中学生の頃に買った『存在と時間』
積ん読は、人を変える。
自分は、なぜ世界に生まれたのか。そもそも、世界とはなにか。世界はなぜ存在するのか。世界は、いつ生まれて、いつ死ぬのか。
そんな疑問にとりつかれるのは、若いうちにはよくあることだ。
わたしもそうだった。中学生のころ、移転する前の、大店舗だった渋谷の大盛堂で、岩波文庫版ハイデガー『存在と時間』全三冊を買ったのも、書名だけで判断し、この本に答えがあると勘違いしたからだろう。
最初の十ページほど、読んだのだろうか。分かるわけがない。哲学の訓練をある程度積まなければ、大学生だってとても読めた代物ではない。

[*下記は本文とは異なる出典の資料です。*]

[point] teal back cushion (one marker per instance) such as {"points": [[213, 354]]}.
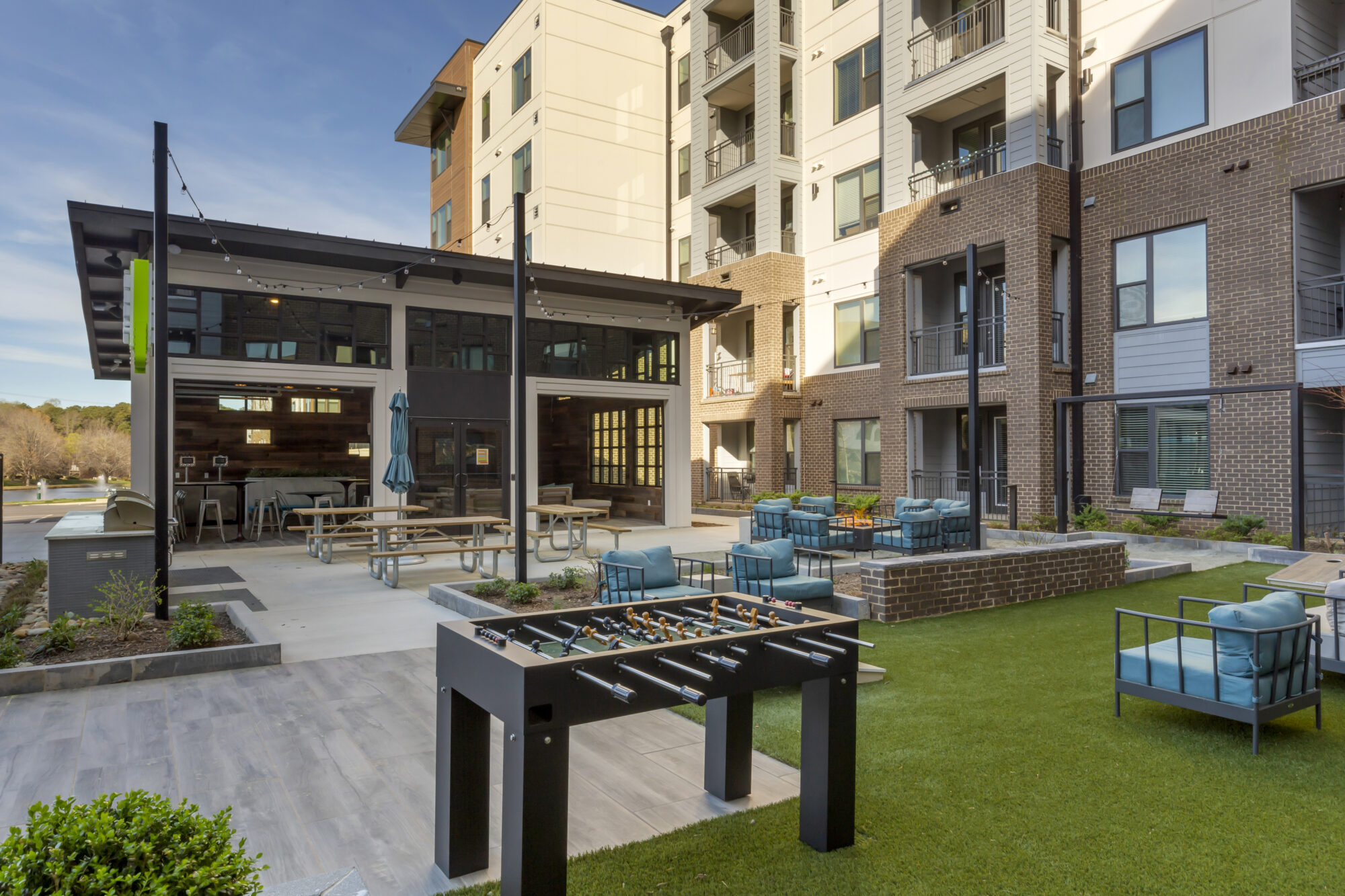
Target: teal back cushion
{"points": [[658, 564], [1238, 654], [825, 505], [779, 552]]}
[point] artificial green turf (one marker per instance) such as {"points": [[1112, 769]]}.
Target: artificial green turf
{"points": [[989, 762]]}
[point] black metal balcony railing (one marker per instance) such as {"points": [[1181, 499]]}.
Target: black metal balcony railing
{"points": [[944, 349], [954, 486], [731, 48], [730, 155], [787, 28], [957, 37], [1321, 77], [731, 378], [956, 173], [1055, 153], [736, 251], [787, 147], [1321, 309], [1058, 337]]}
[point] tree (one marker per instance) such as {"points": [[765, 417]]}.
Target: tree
{"points": [[32, 446]]}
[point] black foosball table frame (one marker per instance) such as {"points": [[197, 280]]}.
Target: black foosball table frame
{"points": [[545, 671]]}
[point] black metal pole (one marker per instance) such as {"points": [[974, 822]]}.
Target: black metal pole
{"points": [[973, 395], [162, 469], [520, 396]]}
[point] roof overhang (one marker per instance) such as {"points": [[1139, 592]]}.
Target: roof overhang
{"points": [[103, 232], [440, 101]]}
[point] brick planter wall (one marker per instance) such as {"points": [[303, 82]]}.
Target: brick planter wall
{"points": [[937, 584]]}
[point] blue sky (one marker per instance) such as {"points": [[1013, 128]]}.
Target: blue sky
{"points": [[279, 114]]}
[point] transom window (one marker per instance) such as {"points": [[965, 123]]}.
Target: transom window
{"points": [[1160, 92]]}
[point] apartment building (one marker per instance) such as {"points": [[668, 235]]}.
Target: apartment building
{"points": [[833, 161]]}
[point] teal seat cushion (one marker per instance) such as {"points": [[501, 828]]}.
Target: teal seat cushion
{"points": [[1198, 678], [778, 560], [1238, 654], [658, 564]]}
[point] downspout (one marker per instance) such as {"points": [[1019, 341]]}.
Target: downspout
{"points": [[668, 149]]}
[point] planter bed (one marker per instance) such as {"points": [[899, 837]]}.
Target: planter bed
{"points": [[254, 646]]}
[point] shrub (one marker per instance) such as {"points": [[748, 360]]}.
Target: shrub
{"points": [[1090, 518], [126, 844], [493, 588], [127, 599], [523, 592], [193, 626]]}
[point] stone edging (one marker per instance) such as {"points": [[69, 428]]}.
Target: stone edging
{"points": [[264, 650]]}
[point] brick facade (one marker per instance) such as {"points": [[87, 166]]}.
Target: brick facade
{"points": [[937, 584]]}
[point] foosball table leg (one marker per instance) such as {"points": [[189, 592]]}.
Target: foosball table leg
{"points": [[462, 784], [827, 774], [728, 745], [535, 811]]}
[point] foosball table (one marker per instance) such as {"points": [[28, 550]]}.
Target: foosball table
{"points": [[543, 673]]}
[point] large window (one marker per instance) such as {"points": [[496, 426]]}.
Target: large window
{"points": [[1161, 278], [859, 200], [266, 327], [859, 81], [601, 353], [1159, 92], [454, 341], [859, 451], [440, 154], [857, 331], [524, 169], [523, 80], [1163, 447]]}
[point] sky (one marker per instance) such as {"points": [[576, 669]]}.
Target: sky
{"points": [[279, 114]]}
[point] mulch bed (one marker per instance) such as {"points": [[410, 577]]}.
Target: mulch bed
{"points": [[96, 642]]}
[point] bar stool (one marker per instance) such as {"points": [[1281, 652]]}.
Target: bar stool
{"points": [[206, 505], [264, 507]]}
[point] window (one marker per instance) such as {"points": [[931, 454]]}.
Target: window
{"points": [[859, 200], [859, 450], [1163, 447], [440, 154], [442, 225], [453, 341], [239, 403], [1161, 278], [267, 327], [523, 80], [859, 81], [857, 331], [601, 353], [315, 405], [607, 448], [1160, 92], [649, 446], [524, 169]]}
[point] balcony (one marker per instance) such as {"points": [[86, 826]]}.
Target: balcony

あきらめて本棚に放っておいた。しかし、捨てはしなかった。
積ん読したままで三十年。『存在と時間』は、十冊以上の参考書を脇に置きつつ、いちおう読み通されることになる。ドイツ語の原書とも対照し、読了するのに三年かかった。未来の自分への約束は、果たしたかたちだ。
いまだって、「とても読めた代物ではない」ことには変わりない。一生を賭けてハイデガーを研究する学者もいるなかで、自分の、いちおうの読みが正しいものだなどと、言えたものではない。しかし、読み通したことだけは事実だ。目は動かした。その一部には、深く共感できた。一部には反発した。特別好きないくつかの章句は、ドイツ語で暗唱できる。
これで、一般人の読みとしては十分ではないか。
ダンディズムに接近する、ひとつのテクニック
積ん読は、ファッションである。かっこつけである。そして、かっこつけこそ、読書の本懐である。
いま電車に乗ると、座席にいるほぼすべての人が、スマホをのぞき込んでいる。SNSなのかニュースなのかゲームなのか。全員が同じ姿勢、同じ動作をしている。とくに文句はないが、少なくともわたしは、その輪に加わりたくはない。電車に乗ると、意地でもスマホはいじらない。
スマホが、いいとか悪いとか言っていない。人生つらいことばかり。電車の中でくらい、好きなことをすればいい。ただ、わたしには、「みなと同じ」ということが、かえってつらい。居心地悪い。かっこ悪い。そういう感性が、昔からある。みなと同じ学生服、みなと同じ体操着が、いやでいやで仕方なかった。ほんの少し、差をつける。違うことをする。とっぽい野郎。
そもそも本を読むとは、「みんなと同じ」が居心地悪い人、いわば不良の行為なのではないかと思うときがある。みなと同じになるな。少し地面から浮いている。世間から遊離する。俗情と結託しない。つまりダンディ。
ダンディとはしゃれ者のことではない。一人でいられること、孤独を楽しめることの、謂いだ。気炎ですがね。
積ん読は、ダンディズムに接近する、ひとつのテクニックということにもなる。